致谢:派生于 Valerio Maggio 的 deep-learning-keras-tensorflow

来源:http://colah.github.io/posts/2015-08-Understanding-LSTMs

代码语言:javascript复制
from keras.optimizers import SGD
from keras.preprocessing.text import one_hot, text_to_word_sequence, base_filter
from keras.utils import np_utils
from keras.models import Sequential
from keras.layers.core import Dense, Dropout, Activation
from keras.layers.embeddings import Embedding
from keras.layers.recurrent import LSTM, GRU
from keras.preprocessing import sequence

从数据目录读取博客文章

代码语言:javascript复制
import os
import pickle
import numpy as np

DATA_DIRECTORY = os.path.join(os.path.abspath(os.path.curdir), 'data')
print(DATA_DIRECTORY)

# /home/valerio/deep-learning-keras-euroscipy2016/data

male_posts = []
female_post = []

with open(os.path.join(DATA_DIRECTORY,"male_blog_list.txt"),"rb") as male_file:
    male_posts= pickle.load(male_file)
    
with open(os.path.join(DATA_DIRECTORY,"female_blog_list.txt"),"rb") as female_file:
    female_posts = pickle.load(female_file)

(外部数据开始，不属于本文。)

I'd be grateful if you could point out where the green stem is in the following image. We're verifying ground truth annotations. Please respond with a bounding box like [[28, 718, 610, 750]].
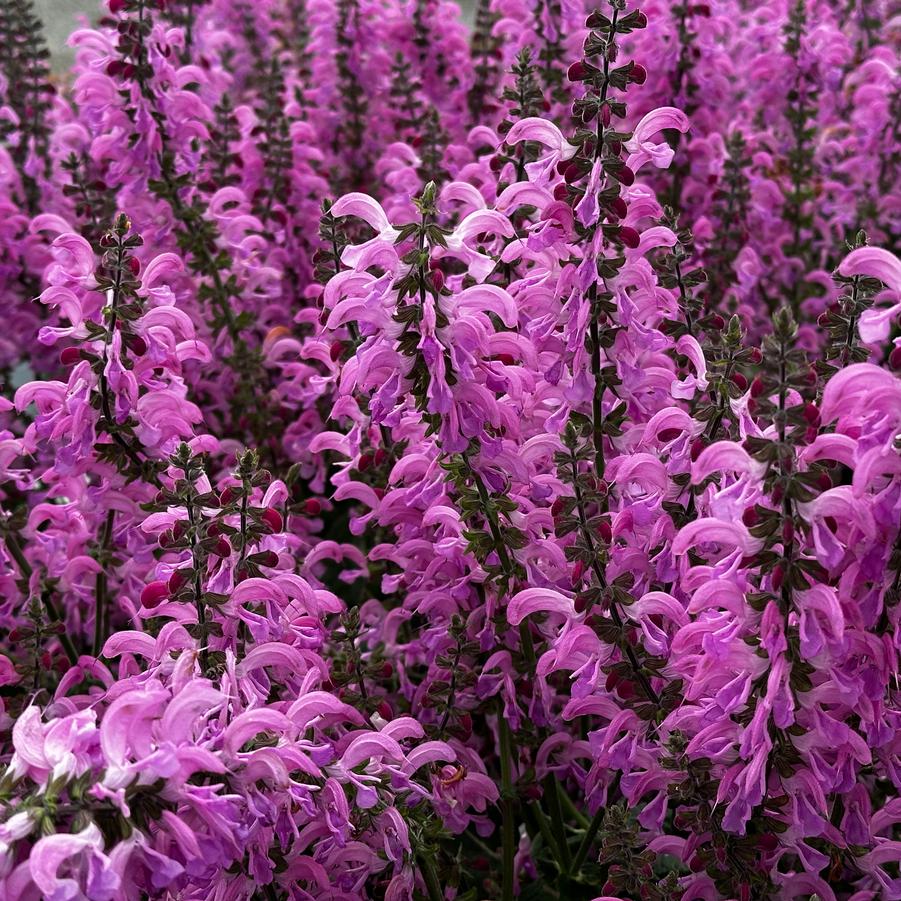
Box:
[[416, 851, 444, 901], [3, 530, 78, 666], [544, 773, 572, 873], [569, 804, 607, 876], [94, 510, 116, 657], [557, 785, 589, 829], [497, 707, 516, 901]]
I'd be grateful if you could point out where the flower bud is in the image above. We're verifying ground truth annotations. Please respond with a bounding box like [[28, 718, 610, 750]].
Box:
[[260, 507, 284, 532], [566, 60, 588, 81], [610, 197, 629, 219], [614, 166, 635, 187], [169, 569, 188, 606], [219, 485, 241, 507], [126, 335, 147, 357], [772, 563, 785, 591], [741, 507, 760, 529], [141, 581, 169, 610], [619, 225, 641, 250]]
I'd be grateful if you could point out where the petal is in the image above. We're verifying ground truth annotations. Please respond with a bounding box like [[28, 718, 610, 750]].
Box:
[[507, 588, 576, 626]]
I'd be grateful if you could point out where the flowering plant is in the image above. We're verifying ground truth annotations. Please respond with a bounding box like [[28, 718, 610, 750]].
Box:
[[0, 0, 901, 901]]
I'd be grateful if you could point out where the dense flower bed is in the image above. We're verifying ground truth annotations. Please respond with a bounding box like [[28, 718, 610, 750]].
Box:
[[0, 0, 901, 901]]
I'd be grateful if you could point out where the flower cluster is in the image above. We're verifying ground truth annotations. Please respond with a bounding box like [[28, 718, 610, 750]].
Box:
[[0, 0, 901, 901]]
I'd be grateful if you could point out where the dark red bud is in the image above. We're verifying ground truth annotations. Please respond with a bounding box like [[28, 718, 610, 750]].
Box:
[[629, 63, 648, 84], [657, 429, 682, 441], [219, 485, 241, 507], [572, 560, 585, 588], [141, 581, 169, 610], [566, 60, 588, 81], [127, 335, 147, 357], [757, 832, 779, 851], [260, 507, 284, 532], [773, 563, 785, 591]]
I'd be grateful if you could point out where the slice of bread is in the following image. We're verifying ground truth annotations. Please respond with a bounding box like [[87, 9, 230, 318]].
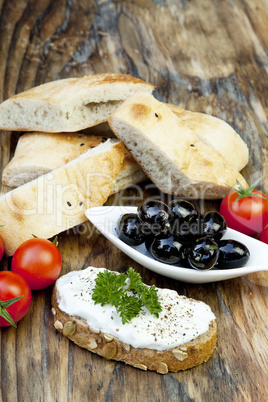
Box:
[[0, 74, 154, 132], [52, 267, 217, 374], [0, 139, 125, 256], [2, 130, 147, 189], [108, 95, 247, 199], [167, 104, 249, 172]]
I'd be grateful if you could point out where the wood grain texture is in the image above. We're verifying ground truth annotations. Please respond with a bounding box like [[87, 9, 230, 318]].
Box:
[[0, 0, 268, 402]]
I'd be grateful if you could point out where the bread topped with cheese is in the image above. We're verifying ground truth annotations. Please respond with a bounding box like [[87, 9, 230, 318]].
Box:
[[0, 74, 154, 133], [108, 95, 247, 199], [52, 267, 217, 374]]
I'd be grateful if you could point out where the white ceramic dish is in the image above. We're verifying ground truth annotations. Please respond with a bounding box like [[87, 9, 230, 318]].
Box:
[[86, 206, 268, 283]]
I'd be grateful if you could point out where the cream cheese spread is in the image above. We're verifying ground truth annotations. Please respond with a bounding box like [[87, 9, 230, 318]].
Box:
[[56, 267, 215, 350]]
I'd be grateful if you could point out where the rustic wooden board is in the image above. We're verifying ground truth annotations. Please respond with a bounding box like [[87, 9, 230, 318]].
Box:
[[0, 0, 268, 402]]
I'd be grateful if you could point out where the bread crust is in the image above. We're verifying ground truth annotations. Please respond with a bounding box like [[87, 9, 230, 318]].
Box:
[[0, 74, 154, 132], [51, 285, 217, 374], [2, 130, 146, 190], [167, 104, 249, 172], [108, 95, 247, 199], [0, 140, 125, 256]]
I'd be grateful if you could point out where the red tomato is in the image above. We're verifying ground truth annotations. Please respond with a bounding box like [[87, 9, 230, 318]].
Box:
[[0, 237, 4, 261], [0, 271, 32, 327], [220, 189, 268, 235], [11, 238, 62, 289]]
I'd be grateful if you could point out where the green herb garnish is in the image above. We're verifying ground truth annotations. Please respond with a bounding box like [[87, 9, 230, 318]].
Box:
[[92, 268, 162, 324]]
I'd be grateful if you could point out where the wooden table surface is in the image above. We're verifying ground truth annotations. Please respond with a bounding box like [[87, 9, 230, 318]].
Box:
[[0, 0, 268, 402]]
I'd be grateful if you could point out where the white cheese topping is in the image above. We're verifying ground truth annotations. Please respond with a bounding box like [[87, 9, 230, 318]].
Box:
[[57, 267, 215, 350]]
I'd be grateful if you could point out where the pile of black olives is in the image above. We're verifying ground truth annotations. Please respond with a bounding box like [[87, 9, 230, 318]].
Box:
[[117, 199, 250, 270]]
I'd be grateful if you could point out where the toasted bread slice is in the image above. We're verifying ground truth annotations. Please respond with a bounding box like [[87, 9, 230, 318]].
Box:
[[52, 267, 217, 374], [0, 139, 125, 256], [0, 74, 154, 133], [167, 104, 249, 172], [2, 130, 147, 190], [108, 95, 247, 199]]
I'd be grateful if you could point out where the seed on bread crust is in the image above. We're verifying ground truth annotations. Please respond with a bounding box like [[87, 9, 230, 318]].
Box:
[[62, 321, 76, 336], [103, 334, 114, 342], [121, 342, 130, 352], [88, 326, 100, 335], [156, 362, 168, 374], [103, 342, 117, 360], [88, 337, 98, 349], [54, 320, 63, 330], [172, 349, 188, 361]]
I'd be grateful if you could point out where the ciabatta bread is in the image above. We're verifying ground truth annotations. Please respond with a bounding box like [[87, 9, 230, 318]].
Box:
[[52, 267, 217, 374], [167, 104, 249, 172], [0, 74, 154, 133], [0, 139, 125, 256], [2, 130, 146, 190], [108, 95, 247, 199]]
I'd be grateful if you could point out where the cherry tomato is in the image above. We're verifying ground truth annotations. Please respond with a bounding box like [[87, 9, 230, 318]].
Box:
[[220, 182, 268, 235], [260, 224, 268, 244], [0, 237, 4, 261], [0, 271, 32, 327], [11, 238, 62, 289]]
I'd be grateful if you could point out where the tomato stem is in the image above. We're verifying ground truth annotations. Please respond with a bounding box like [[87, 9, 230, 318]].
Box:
[[227, 177, 267, 204], [0, 296, 23, 328]]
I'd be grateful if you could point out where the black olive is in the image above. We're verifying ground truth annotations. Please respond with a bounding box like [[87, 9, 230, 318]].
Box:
[[138, 200, 172, 234], [217, 240, 250, 269], [203, 211, 227, 240], [149, 234, 184, 265], [170, 217, 204, 244], [118, 214, 145, 246], [168, 200, 198, 223], [187, 237, 219, 271]]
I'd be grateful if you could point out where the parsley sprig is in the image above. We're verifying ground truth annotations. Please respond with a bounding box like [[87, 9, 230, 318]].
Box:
[[92, 268, 162, 324]]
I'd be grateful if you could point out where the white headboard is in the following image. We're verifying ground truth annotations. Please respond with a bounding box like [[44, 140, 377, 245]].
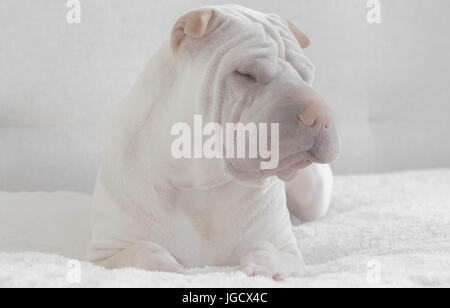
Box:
[[0, 0, 450, 191]]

filtered_male_posts = list(filter(lambda p: len(p) > 0, male_posts))
filtered_female_posts = list(filter(lambda p: len(p) > 0, female_posts))

# 文本处理 - 单热构建词索引
male_one_hot = []
female_one_hot = []
n = 30000
for post in filtered_male_posts:
    try:
        male_one_hot.append(one_hot(post, n, split=" ", filters=base_filter(), lower=True))
    except:
        continue

for post in filtered_female_posts:
    try:
        female_one_hot.append(one_hot(post,n,split=" ",filters=base_filter(),lower=True))
    except:
        continue

# 男性为 0,女性为 1
concatenate_array_rnn = np.concatenate((np.zeros(len(male_one_hot)),
                                        np.ones(len(female_one_hot))))

from sklearn.cross_validation import train_test_split

X_train_rnn, X_test_rnn, y_train_rnn, y_test_rnn = train_test_split(np.concatenate((female_one_hot,male_one_hot)),
                                                                    concatenate_array_rnn, 
                                                                    test_size=0.2)

maxlen = 100
X_train_rnn = sequence.pad_sequences(X_train_rnn, maxlen=maxlen)
X_test_rnn = sequence.pad_sequences(X_test_rnn, maxlen=maxlen)
print('X_train_rnn shape:', X_train_rnn.shape, y_train_rnn.shape)
print('X_test_rnn shape:', X_test_rnn.shape, y_test_rnn.shape)

'''
X_train_rnn shape: (3873, 100) (3873,)
X_test_rnn shape: (969, 100) (969,)
'''

max_features = 30000
dimension = 128
output_dimension = 128
model = Sequential()
model.add(Embedding(max_features, dimension))
model.add(LSTM(output_dimension))
model.add(Dropout(0.5))
model.add(Dense(1))
model.add(Activation('sigmoid'))

model.compile(loss='mean_squared_error', optimizer='sgd', metrics=['accuracy'])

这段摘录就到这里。